He’s walking home from the reading slightly buzzed and they scoop him up as he crosses Squalicum creek, zoop. A bright light and gravity reverses and he falls horrifyingly upward, too phobic to make a sound. They dump him on the floor and he barnacles to it, spread-eagled and tenacious, fingers and toes trying to burrow into its slightly warm plasticity.
Eventually someone lifts him like a sack of potatoes and slings him over one titanic shoulder. He’s more aware by that point, at least that gravity is down again and he isn’t falling, but still: he wraps himself around hir and whimpers.

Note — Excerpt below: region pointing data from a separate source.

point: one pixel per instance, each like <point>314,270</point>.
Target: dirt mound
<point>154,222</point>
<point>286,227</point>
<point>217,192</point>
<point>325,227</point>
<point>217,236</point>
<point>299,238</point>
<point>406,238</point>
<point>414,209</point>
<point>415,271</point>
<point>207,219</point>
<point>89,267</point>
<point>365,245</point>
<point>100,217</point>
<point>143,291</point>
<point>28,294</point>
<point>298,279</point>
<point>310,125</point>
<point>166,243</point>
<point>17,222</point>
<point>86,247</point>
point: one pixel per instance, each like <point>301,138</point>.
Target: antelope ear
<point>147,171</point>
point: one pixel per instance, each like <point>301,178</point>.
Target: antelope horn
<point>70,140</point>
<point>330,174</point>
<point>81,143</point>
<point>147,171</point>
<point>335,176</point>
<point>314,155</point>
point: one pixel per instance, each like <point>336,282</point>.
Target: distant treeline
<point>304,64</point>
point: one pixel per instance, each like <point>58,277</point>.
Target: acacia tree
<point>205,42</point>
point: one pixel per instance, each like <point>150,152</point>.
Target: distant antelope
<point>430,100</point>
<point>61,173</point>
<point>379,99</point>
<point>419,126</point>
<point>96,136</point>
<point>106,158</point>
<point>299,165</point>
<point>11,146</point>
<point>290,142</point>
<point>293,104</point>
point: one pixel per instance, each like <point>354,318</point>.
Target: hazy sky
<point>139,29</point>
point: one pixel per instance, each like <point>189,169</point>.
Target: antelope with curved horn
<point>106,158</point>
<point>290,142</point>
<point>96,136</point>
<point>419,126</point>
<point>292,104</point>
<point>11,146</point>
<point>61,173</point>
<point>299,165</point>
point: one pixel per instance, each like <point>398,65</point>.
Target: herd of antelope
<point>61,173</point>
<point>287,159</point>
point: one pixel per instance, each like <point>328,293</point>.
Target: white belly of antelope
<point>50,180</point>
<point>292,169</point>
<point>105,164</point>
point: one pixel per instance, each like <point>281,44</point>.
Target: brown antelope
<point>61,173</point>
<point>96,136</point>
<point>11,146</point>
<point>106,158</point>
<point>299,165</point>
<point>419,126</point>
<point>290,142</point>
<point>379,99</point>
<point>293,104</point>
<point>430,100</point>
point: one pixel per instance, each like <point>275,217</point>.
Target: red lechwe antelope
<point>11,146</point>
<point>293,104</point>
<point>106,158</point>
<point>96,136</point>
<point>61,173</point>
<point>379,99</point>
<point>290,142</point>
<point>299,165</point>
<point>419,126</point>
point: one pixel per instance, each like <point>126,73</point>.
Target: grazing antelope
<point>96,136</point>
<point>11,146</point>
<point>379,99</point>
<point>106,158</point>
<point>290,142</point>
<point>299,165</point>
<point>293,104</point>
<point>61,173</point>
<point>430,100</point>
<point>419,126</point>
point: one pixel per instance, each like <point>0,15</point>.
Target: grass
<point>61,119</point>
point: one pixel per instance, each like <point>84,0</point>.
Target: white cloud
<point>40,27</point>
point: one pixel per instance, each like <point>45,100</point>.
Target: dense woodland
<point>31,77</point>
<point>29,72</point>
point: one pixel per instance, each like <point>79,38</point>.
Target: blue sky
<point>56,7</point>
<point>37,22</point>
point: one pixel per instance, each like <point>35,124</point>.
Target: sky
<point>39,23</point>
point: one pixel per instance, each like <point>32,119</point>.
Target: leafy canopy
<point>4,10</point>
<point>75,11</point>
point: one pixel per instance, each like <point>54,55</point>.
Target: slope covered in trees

The room xie takes him to is choked with plants he doesn’t recognize, not that that signifies; he’s not much of a botanist. Lots of leaves and vines and in the center a pod filled with a viscous orange gel. “Get in,” xie tells him, strangely accented, “and breathe.”
“I’m not breathing that gunk,” he says.
Xie leans down — far, far down — until something his brain refuses to parse as a face is at eye level. “Get in,” xie repeats, “and breathe. We will dismiss, once and for all, the myth that you animals produce carbon dioxide.”
“I won’t—” Alex starts, and all the vines twitch hungrily towards him, towards the hot promise of his breath, and he screams.